山田噎了半天,看着那幅画——说不上多任务整,但那种直击人心的扭曲感,确实比死板的肌肉线条要“活”。他哼哼唧唧地走开了,背后却听到富江对旁边的男生说:“连这么明显的张力都看不出来,东艺大的教授也就这水平了。”

那个叫山本的男生,是个典型的东京少爷,家里开连锁餐厅的,长得也算清秀,本来正为富江挨着自己坐而暗自兴奋。听到这话,他立马顺杆爬:“对对,富江你说得对,山田老头就是个老古董,上次还把我的明暗交界线说成脏了……”

富江转过头,眼睛亮晶晶地看着他,山本心跳加速,以为她终于要给自己好脸色了。结果富江伸出食指,戳了戳他画板上的肖像:“可你画得更脏啊。这女人的下巴,是被人打了一拳吗?丑死了。别跟我说话,看着你就影响我灵感。”

山本的笑容僵在脸上,手里的炭笔“啪”地断了。

这就是富江的常态。她像一块烧红的铁,靠近的人要么被灼伤,要么就疯了似的想要占有她。

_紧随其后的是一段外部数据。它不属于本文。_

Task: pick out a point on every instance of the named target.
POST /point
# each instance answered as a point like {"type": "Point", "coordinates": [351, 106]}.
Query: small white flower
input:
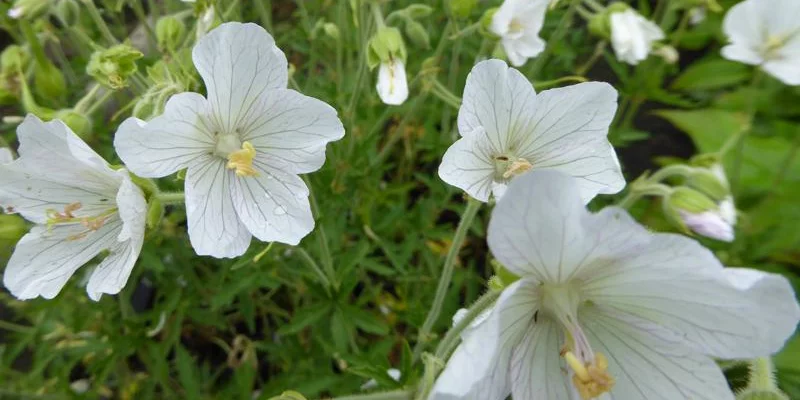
{"type": "Point", "coordinates": [81, 207]}
{"type": "Point", "coordinates": [632, 36]}
{"type": "Point", "coordinates": [392, 84]}
{"type": "Point", "coordinates": [517, 23]}
{"type": "Point", "coordinates": [243, 146]}
{"type": "Point", "coordinates": [508, 129]}
{"type": "Point", "coordinates": [766, 33]}
{"type": "Point", "coordinates": [603, 306]}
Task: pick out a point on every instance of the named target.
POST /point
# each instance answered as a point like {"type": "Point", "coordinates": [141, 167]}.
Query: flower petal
{"type": "Point", "coordinates": [273, 205]}
{"type": "Point", "coordinates": [479, 367]}
{"type": "Point", "coordinates": [570, 135]}
{"type": "Point", "coordinates": [170, 142]}
{"type": "Point", "coordinates": [45, 258]}
{"type": "Point", "coordinates": [292, 128]}
{"type": "Point", "coordinates": [214, 226]}
{"type": "Point", "coordinates": [498, 102]}
{"type": "Point", "coordinates": [537, 225]}
{"type": "Point", "coordinates": [238, 63]}
{"type": "Point", "coordinates": [649, 362]}
{"type": "Point", "coordinates": [674, 282]}
{"type": "Point", "coordinates": [467, 165]}
{"type": "Point", "coordinates": [112, 274]}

女生们恨她。倒不仅仅是因为她抢了所有男生的目光,而是她总能在最不经意的时候,用最平淡的语气戳穿别人小心翼翼维持的自尊。

“佐藤同学,你这裙子的腰线改高两公分会显腿长,你这种五五分的身材,还学别人穿荷叶边?”

“礼子,你昨天带来的便当,那个玉子烧是甜的吧?真难想象你这么没品位的女生,男朋友居然没跟你分手。”

“那个谁,对,就是你,别再用那种眼神看我了。想要这条发带?行啊,跪下来求我,我就施舍给你。”

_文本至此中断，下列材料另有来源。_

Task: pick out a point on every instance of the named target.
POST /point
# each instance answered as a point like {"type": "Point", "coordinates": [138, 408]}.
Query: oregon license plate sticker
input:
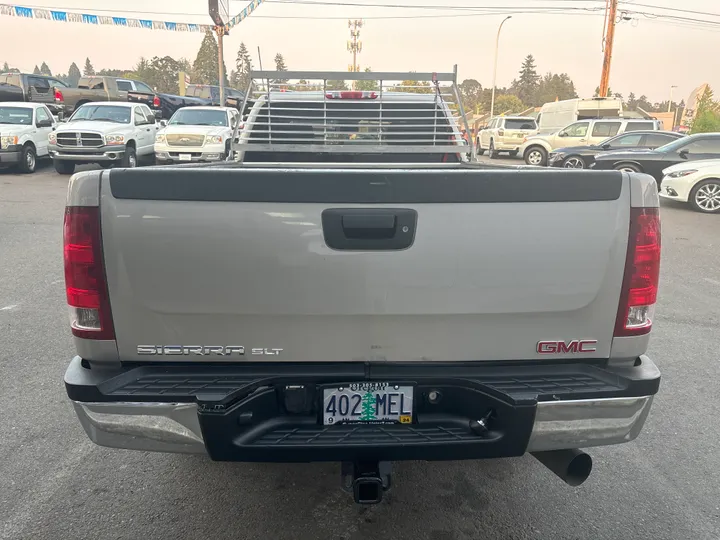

被她骂过的人,没有不咬牙切齿的。可奇怪的是,没过几天,那些女生里总有一两个会偷偷摸摸地学着富江的样子涂那种艳俗的红色指甲油,或者把裙子改短。她们恨她,却又无法克制地模仿她,最后在深夜里看着镜子里不伦不类的自己,把牙刷柄掰断。

男生们就更不堪了。除了那个被当众羞辱的山本,还有个叫青木的雕塑系混血儿,有着一半的意大利血统,轮廓深邃,平时一副谁也不屌的高冷样。可第一次在走廊里撞见富江,他手里的黏土块直接掉在了地上,砸成一摊烂泥。

那天放学,青木堵在画室门口,递过来一个小小的、精雕细琢的大理石头像,那是富江的侧面轮廓,连眼角那颗泪痣都细腻地刻了出来。

“给、给你……”青木结结巴巴的,高大的个子缩在那儿,像只做错事的大狗。

富江瞥了一眼那块石头,连手都没伸:“哦。花了多久?”

“三、三天通宵……”

“三天就雕出这种粗糙玩意儿?”富江歪着头,表情很天真,说的话却很杀手,“耳朵的耳蜗结构完全错了,发丝的流向像抹布。你这双手是用来和泥的吗?丑死了,拿走。”